Monday, March 10, 2014

My total failure



I have lots of issues.  Anyone who knows me personally knows that I am a total head case.  That being said .... I know I'm a head case so it's no big deal right?  Ha.  

I have a really hard time doing things I suck at - I usually avoid anything that I suck at.  I don't play cards, board games, go bowling, play mini-golf - stuff that any normal person would just do and enjoy.  I can't make myself enjoy them so I avoid them.  In college when boys would take me out on dates bowling or to play mini-golf I would end up yelling, swearing, throwing my clubs, etc.  SO EMBARRASSING and so lame of me.  Thank goodness Todd never took me bowling!

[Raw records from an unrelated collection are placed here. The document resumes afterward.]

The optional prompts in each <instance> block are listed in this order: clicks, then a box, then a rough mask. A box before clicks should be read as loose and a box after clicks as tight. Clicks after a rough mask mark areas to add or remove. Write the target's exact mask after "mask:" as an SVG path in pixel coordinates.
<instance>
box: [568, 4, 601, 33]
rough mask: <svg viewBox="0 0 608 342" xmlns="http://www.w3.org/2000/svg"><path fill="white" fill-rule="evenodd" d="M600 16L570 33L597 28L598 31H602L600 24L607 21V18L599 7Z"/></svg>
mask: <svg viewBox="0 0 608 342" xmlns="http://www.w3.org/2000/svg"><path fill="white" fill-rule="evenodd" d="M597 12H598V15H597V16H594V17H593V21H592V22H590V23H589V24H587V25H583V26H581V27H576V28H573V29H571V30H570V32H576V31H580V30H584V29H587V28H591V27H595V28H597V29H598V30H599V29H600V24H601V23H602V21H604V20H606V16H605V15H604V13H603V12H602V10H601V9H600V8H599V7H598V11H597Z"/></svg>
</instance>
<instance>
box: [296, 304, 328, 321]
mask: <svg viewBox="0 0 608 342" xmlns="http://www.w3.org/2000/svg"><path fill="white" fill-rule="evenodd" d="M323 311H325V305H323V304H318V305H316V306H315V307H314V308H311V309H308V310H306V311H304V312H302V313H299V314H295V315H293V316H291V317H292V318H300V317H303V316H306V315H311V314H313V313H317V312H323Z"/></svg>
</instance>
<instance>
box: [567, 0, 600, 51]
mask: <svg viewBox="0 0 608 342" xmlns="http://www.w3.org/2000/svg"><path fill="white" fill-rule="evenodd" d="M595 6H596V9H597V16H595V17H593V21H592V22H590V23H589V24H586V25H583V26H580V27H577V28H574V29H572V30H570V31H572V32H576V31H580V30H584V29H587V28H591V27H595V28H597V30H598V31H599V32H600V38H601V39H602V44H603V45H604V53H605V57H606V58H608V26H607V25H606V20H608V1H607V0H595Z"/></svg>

Anyways....now that I have set the stage you'll see that putting it out there and signing up for the Crossfit Open this year is a big deal for me.  I've been really doing crossfit since November of last year and I am way stronger than when I started.  But, I've still got a long way to go.  I knew I wouldn't be able to "compete" in the open but I thought at least I'd be able to do some of every workout.  

The 14.1 WOD was:
Complete as many rounds and reps as possible in 10 minutes of:
30 double-unders
55-lb. power snatches, 15 reps

I got a score of 134.  I learned that I really need to work on my double unders. 

14.2 WOD was:
For as long as possible:
From 0:00-3:00
  2 rounds of:
  10 overhead squats, 95 / 65 lb.
  10 chest-to-bar pull-ups

From 3:00-6:00
  2 rounds of:
  12 overhead squats, 95 / 65 lb.
  12 chest-to-bar pull-ups

From 6:00-9:00
  2 rounds of:
  14 overhead squats, 95 / 65 lb.
  14 chest-to-bar pull-ups

Etc., following same pattern
 
I tried it last Friday morning and got a score 0.  Yep I can't overhead squat 65 lbs.  I tried and failed over and over for 3 minutes.  My previous PR for OHS was 33 lbs then Thursday night when the workout was announced one of my trainers worked with me and I got a new PR of 45lbs.  I still had to jump 20 more pounds the next day.  I tried on Friday morning and just couldn't get it.  I was so upset and mad at myself for not being able to do it.  I was in tears and was pissed off all day.  I went back to the gym that afternoon and worked on my OHS more but knew I was too fatigued to try again.  Then Saturday I worked on them again for another hour until my trainer sent me home because I was so fatigued.  I still couldn't get more than 45 lbs.  But my form was better and I could do 45 lbs multiple times in a row.   
 
This morning I gave it one more try.  I got a new PR of 55 lbs - which I am VERY happy about and gave it my all but didn't quite get that 65 lb OHS.  What am I learning from this workout?  Building muscles is important and takes time.  I am determined to have all my RX weights by this fall - and I'm going to work hard and eat right in order to get there.  I am not going to beat myself up over this.  I worked hard and gave it my all.  I read this article today and it solidified the feelings I already had about 14.2.
 
Most of my big hard fitness goals haven't come to me on my first try.  I felt the exact same amount of frustration last Friday as I did after the UV Marathon in 2012 when I missed qualifying for Boston by a 4 minutes.